Zarah’s house slowly grew, sprouting pockets of people with flowers. This shrine began to curiously resemble a little island in the Pacific, as my father put it. Lilies cascaded down the front steps and dripped onto the yard; more flowers lined the path. Men and women congregated outside the house, quiet and stiff. One gentleman, bending to place a flower on the welcome mat, split his pants at the seam of the crotch – those who saw looked away, uncomfortable. No one laughed. The thought of dancing would have been preposterous. Indoors, Zarah’s message machine boomed commiserations to an empty room. An old boyfriend expressed his love; an old boss assured the silence that he always knew something was wrong. People were sorry – they were so sorry. Far away, in a household wracked with grief, in a family robbed of a loved one, Sarah Ingles’s family did not receive any condolences: The New York Times obituary section had made an unfortunate typo in the spelling of a name.

Tofa soifua. Celebration.

My father, a doctor, has experience with death. Sinking into his stories of Samoa, he conveys songs and commemorations, the flashing smiles of women on the island – skin light like coffee, eyes dark like chocolate – and an electricity in the air. At the tofa soifua, women proffer gifts to the man at the front. Men pat-a-pat drums, hardly lifting one hand from the surface of the drum before replacing it with the other. Children – they run wildly, unchecked, safe. The mass surges upward in dance, moving with abandon to a beat and nodding, bouncing, almost flying. Samoans dance and eat, sing and eat, eat and smile, people concentrating love on a man dying. They unite under humanism, under sameness. Before someone passes away, the community celebrates his life. Death is an excuse for honor in this organic world of vines and soil, where a funeral is an inhale, an exhale: a beat.

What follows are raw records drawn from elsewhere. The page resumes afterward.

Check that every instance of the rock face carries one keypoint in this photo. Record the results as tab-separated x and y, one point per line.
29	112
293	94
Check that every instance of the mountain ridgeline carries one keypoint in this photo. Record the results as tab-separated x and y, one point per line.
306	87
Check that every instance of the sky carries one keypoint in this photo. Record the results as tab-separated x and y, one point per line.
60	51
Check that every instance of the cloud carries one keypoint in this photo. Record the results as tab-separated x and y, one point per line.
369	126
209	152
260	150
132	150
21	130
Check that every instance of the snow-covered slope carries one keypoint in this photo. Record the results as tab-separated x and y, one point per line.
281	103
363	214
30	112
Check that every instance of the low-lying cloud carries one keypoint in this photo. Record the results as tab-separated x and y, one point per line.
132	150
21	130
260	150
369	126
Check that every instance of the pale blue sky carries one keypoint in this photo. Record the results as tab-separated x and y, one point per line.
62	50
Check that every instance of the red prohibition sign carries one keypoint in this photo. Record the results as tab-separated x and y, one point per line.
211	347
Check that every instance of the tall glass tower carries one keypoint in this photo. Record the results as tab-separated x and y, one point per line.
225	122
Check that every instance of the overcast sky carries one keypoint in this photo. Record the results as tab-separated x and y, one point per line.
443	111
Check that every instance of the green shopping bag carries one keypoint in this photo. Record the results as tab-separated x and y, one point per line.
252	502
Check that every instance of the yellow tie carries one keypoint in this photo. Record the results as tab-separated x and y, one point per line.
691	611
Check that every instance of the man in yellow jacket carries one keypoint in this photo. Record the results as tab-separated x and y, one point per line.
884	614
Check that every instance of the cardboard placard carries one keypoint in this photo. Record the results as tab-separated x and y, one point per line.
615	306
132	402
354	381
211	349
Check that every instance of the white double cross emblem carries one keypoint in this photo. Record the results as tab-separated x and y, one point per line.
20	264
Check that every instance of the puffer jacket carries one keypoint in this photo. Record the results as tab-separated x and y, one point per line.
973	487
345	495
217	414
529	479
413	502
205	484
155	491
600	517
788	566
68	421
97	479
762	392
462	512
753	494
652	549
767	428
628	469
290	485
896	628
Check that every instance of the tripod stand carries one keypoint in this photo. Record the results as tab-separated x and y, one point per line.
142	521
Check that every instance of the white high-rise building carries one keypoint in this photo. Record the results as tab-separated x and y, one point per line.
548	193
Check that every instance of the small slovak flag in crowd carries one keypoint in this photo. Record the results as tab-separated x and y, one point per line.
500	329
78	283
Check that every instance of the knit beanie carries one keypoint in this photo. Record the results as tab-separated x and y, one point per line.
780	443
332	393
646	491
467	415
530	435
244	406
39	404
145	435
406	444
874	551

Americans have a systematic approach to death – the funeral (read: words spilling into a space voided). Sentiments long overdue and a little too late decorate letters. Americans send condolences to corpses. Post-funeral, families meet with an influx of flowers and try to avoid treading upon baked goods. Open caskets and solemn ceremonies, ritualistic chants and scattering of ashes all benefit those left behind but leave the dead un-thanked.

Zarah traipsed in from vacation to a world transformed. She returned to life as she had never known it, to a personal Eden exploding from her doorstep. Friends were shocked to see her living. Chaos reigned, but confusion gave way to relief. She was Aslan as she breathed life into the grieving. Inhaling, she was exposed.
New York Times Obituary typo tofa-soifua. Talofa: Hello.

Everybody gathers. They come and they wonder, they laugh. People flock to arrange bouquets, they come and hug, kiss – they dance and eat, sing and eat, eat and smile. They express without restraint the euphoria within them. They pulse. My father sighs into this closure, exhaling into the end of the story a rhythmic hint of drums, of tropics and of people who dance in celebration of life for the living.

We pick up our ear phones and plug in our iPods; we’ve hours to go and the two-lane road ahead.